Bye, bye garden season. Hello farm tour

The 2012 gardening season as we know it is about to end.

With temperatures as low as 24 and a freeze warning,  those delicate blooms will likely not survive past tonight.

That means you need to pick everything you can today. I have all my water bottles lined up for the last of the dahlias. If a bud has cracked open at all, it has a chance of blooming inside. I’m picking it today for I’ll be weeping tomorrow.

Now if you planted cold weather crops in August like gardening experts advised, you can extend your growing season. You’d have turnips, kale and other fun vegetables.

I didn’t. So today is my last day.

If you planted in pots, you can bring them inside, but let’s face it, we’ll only get more cold nights. It is October, after all.

Lucky for us, production on farms does not stop, and Saturday we’ll get a rare opportunity to experience life on the farm.

The Penn State Extension and the Monroe County Conservation District are hosting the free tour of eight Monroe County farms from 11 a.m. to  3 p.m. Saturday. Did you see the word free? When I go on vacation I pay to see even one farm.

There’s Royce Fetherman who operates a family tree Christmas tree farm in Cherry Valley. Who knew how much work goes into growing your Christmas tree?

The wine makers at Big Creek Vineyard will discuss the challenges of growing grapes in the Poconos.

Visitors to Brian Bruno’s Apple Ridge Farm in Saylorsburg will get a glimpse of the chicken and egg operation, and experience baked goods fresh out of the stone oven.

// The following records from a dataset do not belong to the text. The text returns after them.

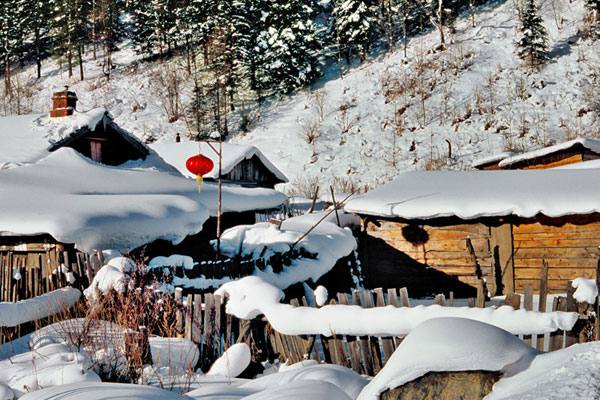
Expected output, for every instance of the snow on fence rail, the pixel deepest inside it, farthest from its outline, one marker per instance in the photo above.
(205, 321)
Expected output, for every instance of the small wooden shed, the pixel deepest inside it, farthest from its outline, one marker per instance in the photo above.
(243, 165)
(571, 152)
(28, 138)
(415, 230)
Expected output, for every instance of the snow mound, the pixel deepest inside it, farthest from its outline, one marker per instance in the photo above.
(321, 382)
(51, 365)
(252, 296)
(13, 314)
(587, 290)
(320, 295)
(174, 260)
(103, 391)
(232, 363)
(449, 344)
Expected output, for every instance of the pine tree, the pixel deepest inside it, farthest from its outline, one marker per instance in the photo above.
(533, 47)
(37, 27)
(291, 46)
(11, 35)
(107, 29)
(153, 22)
(355, 27)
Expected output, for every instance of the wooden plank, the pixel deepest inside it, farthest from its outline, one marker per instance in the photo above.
(188, 318)
(387, 343)
(513, 300)
(571, 337)
(440, 299)
(179, 321)
(568, 252)
(531, 243)
(393, 301)
(501, 238)
(302, 343)
(404, 301)
(337, 347)
(554, 273)
(481, 294)
(543, 296)
(353, 346)
(583, 263)
(208, 341)
(455, 246)
(373, 340)
(597, 305)
(556, 337)
(528, 305)
(197, 323)
(219, 328)
(364, 340)
(554, 285)
(539, 229)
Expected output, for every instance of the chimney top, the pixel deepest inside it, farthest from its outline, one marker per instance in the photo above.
(63, 103)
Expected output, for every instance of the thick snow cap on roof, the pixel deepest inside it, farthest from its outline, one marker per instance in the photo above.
(590, 144)
(96, 207)
(28, 138)
(177, 154)
(473, 194)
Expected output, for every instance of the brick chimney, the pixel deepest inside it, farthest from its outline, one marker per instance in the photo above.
(63, 103)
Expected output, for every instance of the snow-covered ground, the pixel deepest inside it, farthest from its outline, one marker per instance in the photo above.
(62, 371)
(475, 97)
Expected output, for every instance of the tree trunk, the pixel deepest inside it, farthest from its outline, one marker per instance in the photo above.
(38, 53)
(79, 50)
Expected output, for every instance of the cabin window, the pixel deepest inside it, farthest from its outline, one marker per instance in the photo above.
(96, 150)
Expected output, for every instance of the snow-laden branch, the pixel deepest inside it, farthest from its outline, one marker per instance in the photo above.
(250, 297)
(13, 314)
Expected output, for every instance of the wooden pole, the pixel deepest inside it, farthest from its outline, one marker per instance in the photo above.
(597, 306)
(337, 217)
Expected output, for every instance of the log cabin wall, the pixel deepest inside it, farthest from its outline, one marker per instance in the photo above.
(510, 254)
(426, 259)
(251, 172)
(571, 251)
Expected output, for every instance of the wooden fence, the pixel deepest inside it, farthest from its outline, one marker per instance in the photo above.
(41, 268)
(204, 321)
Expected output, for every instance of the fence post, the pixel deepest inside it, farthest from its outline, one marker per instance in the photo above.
(542, 300)
(528, 305)
(571, 337)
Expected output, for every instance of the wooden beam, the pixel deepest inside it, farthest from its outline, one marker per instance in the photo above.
(501, 236)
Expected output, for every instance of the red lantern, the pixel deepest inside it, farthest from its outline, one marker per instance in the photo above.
(199, 165)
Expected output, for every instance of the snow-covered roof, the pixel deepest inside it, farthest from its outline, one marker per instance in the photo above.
(582, 165)
(95, 206)
(473, 194)
(177, 154)
(494, 158)
(589, 144)
(27, 138)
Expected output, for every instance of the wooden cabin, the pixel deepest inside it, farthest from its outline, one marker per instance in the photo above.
(242, 165)
(415, 230)
(571, 152)
(28, 138)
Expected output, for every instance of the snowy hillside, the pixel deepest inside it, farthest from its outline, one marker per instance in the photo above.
(432, 110)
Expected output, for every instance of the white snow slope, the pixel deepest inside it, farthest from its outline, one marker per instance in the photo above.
(476, 95)
(96, 206)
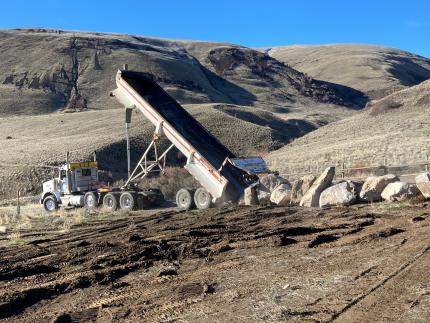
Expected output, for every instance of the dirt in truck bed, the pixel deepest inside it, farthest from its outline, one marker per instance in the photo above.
(362, 263)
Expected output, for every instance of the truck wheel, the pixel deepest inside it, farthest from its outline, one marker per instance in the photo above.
(127, 201)
(184, 199)
(90, 200)
(202, 198)
(50, 204)
(109, 202)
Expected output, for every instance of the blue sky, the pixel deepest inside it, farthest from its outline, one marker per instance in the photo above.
(400, 24)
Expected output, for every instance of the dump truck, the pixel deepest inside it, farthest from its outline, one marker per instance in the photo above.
(222, 175)
(77, 185)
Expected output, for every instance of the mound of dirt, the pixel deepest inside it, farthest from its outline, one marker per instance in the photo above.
(374, 70)
(392, 130)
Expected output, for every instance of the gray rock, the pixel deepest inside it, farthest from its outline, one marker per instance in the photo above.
(281, 195)
(271, 181)
(263, 194)
(423, 184)
(374, 185)
(300, 187)
(356, 187)
(250, 196)
(339, 194)
(312, 196)
(400, 191)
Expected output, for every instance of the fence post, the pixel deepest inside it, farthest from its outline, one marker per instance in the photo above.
(18, 204)
(343, 170)
(427, 165)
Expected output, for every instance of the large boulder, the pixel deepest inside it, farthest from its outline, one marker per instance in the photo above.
(356, 187)
(300, 187)
(281, 195)
(250, 196)
(423, 184)
(312, 196)
(339, 194)
(263, 194)
(400, 191)
(374, 185)
(271, 181)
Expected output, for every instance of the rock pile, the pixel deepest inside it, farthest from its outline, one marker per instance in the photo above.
(310, 191)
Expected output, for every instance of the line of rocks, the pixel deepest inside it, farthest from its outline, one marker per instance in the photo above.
(310, 191)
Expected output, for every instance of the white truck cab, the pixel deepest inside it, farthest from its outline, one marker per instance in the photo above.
(74, 180)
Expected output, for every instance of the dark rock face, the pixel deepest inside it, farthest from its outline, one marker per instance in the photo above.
(75, 70)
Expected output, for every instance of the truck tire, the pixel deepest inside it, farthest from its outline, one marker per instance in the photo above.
(90, 201)
(202, 199)
(50, 203)
(110, 202)
(184, 199)
(127, 201)
(160, 197)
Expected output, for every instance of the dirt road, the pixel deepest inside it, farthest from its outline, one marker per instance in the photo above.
(363, 263)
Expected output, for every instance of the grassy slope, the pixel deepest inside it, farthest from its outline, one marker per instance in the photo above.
(394, 128)
(374, 70)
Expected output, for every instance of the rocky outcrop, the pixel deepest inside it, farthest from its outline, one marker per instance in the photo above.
(374, 185)
(300, 187)
(339, 194)
(271, 181)
(423, 184)
(263, 194)
(281, 195)
(312, 196)
(400, 191)
(356, 185)
(250, 196)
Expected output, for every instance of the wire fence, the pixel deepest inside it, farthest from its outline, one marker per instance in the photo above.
(407, 172)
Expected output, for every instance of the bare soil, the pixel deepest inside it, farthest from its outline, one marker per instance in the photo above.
(362, 263)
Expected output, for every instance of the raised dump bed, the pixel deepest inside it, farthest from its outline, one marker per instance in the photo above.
(208, 160)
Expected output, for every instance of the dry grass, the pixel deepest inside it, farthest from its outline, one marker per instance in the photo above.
(397, 137)
(374, 70)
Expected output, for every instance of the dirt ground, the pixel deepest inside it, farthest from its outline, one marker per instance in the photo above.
(362, 263)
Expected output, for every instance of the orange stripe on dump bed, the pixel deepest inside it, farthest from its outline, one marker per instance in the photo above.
(173, 132)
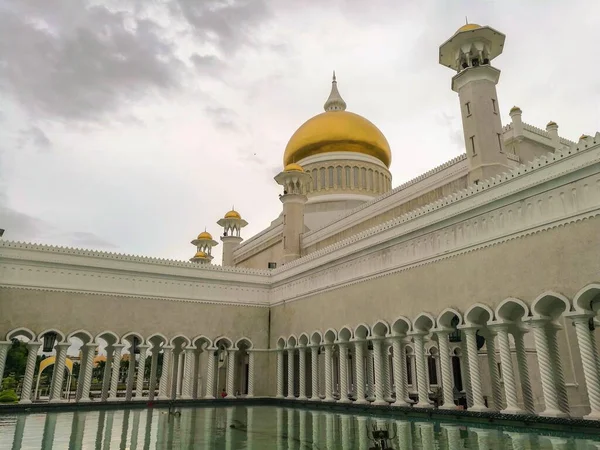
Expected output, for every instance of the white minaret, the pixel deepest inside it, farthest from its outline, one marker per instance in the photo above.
(232, 225)
(204, 244)
(294, 180)
(470, 53)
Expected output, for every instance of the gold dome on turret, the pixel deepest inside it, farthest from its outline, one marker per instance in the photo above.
(233, 214)
(205, 235)
(337, 130)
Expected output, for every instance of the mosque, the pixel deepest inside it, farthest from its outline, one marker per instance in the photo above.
(474, 286)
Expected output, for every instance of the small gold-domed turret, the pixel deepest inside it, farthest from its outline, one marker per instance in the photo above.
(468, 27)
(205, 235)
(233, 214)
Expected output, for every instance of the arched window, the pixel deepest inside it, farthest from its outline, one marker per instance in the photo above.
(432, 366)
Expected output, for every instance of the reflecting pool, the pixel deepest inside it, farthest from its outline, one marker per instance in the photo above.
(258, 428)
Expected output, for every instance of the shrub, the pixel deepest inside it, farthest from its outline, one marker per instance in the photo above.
(8, 396)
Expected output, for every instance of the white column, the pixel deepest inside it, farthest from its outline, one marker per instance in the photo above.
(106, 374)
(546, 370)
(314, 373)
(250, 374)
(399, 373)
(90, 349)
(328, 374)
(4, 347)
(130, 375)
(523, 367)
(116, 366)
(493, 369)
(343, 347)
(163, 385)
(508, 374)
(59, 372)
(153, 370)
(231, 373)
(302, 371)
(588, 360)
(377, 356)
(210, 373)
(422, 375)
(385, 356)
(359, 362)
(32, 348)
(474, 372)
(188, 372)
(280, 373)
(139, 386)
(291, 374)
(446, 366)
(559, 378)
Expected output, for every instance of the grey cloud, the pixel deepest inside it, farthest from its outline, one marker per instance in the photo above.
(36, 137)
(225, 24)
(70, 60)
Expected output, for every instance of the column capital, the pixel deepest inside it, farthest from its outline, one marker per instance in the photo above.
(580, 316)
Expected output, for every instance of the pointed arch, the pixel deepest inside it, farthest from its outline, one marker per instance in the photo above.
(21, 331)
(131, 334)
(444, 319)
(424, 322)
(380, 328)
(512, 310)
(83, 335)
(199, 340)
(550, 304)
(227, 342)
(303, 339)
(479, 314)
(281, 343)
(330, 336)
(401, 326)
(362, 331)
(109, 336)
(291, 341)
(59, 338)
(345, 334)
(316, 337)
(181, 338)
(588, 298)
(244, 342)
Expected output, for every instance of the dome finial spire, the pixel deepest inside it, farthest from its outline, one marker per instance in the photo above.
(335, 102)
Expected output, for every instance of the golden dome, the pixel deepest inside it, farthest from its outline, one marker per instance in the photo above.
(293, 167)
(337, 131)
(233, 214)
(468, 27)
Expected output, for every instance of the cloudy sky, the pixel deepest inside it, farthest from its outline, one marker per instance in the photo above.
(131, 125)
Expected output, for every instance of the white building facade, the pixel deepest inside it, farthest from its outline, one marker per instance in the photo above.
(476, 285)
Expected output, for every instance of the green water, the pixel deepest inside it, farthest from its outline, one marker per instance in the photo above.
(258, 428)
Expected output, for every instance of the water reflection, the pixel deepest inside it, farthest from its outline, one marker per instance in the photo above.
(257, 428)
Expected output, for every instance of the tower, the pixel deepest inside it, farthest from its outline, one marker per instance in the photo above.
(470, 52)
(204, 244)
(294, 181)
(232, 224)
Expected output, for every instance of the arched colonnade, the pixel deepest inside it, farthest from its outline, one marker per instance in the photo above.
(406, 361)
(189, 368)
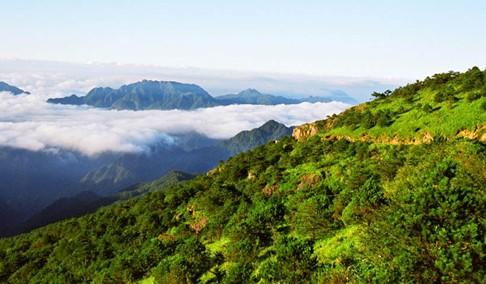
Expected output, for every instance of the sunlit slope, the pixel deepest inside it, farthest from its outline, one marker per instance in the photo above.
(341, 204)
(444, 106)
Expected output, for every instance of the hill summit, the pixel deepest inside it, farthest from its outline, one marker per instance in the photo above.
(390, 191)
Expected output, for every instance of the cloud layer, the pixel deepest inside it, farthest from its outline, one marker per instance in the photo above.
(30, 123)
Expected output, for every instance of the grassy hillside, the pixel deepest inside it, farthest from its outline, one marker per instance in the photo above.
(347, 201)
(442, 106)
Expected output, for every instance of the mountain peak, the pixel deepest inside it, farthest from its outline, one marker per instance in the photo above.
(4, 87)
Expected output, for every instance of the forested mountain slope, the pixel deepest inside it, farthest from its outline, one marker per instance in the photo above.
(390, 191)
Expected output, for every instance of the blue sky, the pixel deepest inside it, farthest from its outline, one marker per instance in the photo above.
(399, 39)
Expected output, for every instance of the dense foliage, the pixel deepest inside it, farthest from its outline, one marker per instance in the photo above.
(319, 210)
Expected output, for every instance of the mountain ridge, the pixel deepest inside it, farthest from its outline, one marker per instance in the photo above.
(300, 211)
(4, 87)
(167, 95)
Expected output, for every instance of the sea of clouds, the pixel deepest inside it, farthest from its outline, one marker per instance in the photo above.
(28, 122)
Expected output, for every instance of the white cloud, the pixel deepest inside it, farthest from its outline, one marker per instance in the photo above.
(27, 121)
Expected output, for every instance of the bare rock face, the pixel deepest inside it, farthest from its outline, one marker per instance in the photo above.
(305, 131)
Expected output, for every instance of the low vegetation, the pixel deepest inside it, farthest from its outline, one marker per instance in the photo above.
(353, 202)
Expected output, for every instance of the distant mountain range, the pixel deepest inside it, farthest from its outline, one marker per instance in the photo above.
(41, 187)
(166, 95)
(4, 87)
(132, 168)
(88, 201)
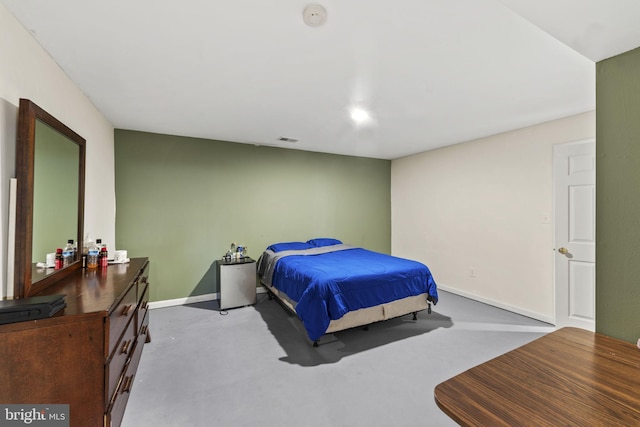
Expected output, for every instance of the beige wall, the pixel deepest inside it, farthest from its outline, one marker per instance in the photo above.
(481, 206)
(27, 71)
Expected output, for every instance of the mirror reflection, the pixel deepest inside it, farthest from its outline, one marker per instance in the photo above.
(55, 191)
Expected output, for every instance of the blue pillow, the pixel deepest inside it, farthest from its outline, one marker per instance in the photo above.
(323, 241)
(289, 246)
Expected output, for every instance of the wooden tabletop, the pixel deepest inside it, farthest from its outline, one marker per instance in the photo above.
(570, 377)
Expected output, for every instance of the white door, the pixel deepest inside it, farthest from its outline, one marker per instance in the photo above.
(575, 234)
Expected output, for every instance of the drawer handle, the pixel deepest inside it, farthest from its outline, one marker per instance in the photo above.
(128, 381)
(125, 347)
(126, 309)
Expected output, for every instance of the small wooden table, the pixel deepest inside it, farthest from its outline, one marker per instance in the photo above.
(568, 377)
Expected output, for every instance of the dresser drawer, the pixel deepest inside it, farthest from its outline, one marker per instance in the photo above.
(120, 317)
(119, 359)
(125, 383)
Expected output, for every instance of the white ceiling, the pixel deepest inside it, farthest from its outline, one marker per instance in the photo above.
(430, 72)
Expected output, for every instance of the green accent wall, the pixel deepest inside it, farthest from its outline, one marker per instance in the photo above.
(618, 196)
(182, 201)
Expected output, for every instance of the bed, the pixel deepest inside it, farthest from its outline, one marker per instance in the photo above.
(332, 286)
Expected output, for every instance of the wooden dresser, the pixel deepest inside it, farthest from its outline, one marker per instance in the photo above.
(87, 355)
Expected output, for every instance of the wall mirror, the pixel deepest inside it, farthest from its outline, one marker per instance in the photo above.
(50, 164)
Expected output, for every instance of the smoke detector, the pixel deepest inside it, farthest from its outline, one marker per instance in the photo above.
(314, 15)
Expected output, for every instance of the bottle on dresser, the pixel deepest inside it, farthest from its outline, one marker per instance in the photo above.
(67, 253)
(93, 252)
(104, 256)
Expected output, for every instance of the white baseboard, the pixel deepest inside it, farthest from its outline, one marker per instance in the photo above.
(191, 300)
(517, 310)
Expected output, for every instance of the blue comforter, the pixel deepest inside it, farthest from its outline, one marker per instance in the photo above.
(326, 286)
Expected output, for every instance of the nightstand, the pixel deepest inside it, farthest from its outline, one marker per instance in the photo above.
(237, 282)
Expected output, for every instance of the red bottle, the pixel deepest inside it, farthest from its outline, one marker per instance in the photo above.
(59, 262)
(103, 260)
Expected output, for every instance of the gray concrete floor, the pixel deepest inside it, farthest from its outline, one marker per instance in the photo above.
(254, 366)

But you won’t want to miss the doings at the Josie Porter farm.  That’s the home of the Cherry Valley Community Supported Agriculture.  Full shares and half shares are offered between the months of June and October for 22 weeks. Produce is grown on the farm and members can pick up the bounty starting in June.  

They also sell the produce. What a great way for non-gardeners to eat local produce.

The Penn State Master Gardeners are starting demonstration gardens here  at Josie Porter’s too. Why sit in a classroom when you can dig in the dirt, Master Gardener Marilyn Baughman says.

A memorial garden will have native plants so you can see how they can fit into your yard, a rock garden and a teaching garden.

Saturday, Baughman will be at the Josie Porter farm discussing the benefits of mulch in your garden. Heather Haas will be there discussing good bugs and bad bugs.

There are good bugs? You bet.

Haas says wasps are great pollinators, and some bugs, such as lady bugs, eat the bad bugs. It’s a good day when someone else does my work.

So take a few hours Saturday to learn about what is happening at farms around the Poconos. I’m willing to bet you’ll get some useful tips for you own yard, too.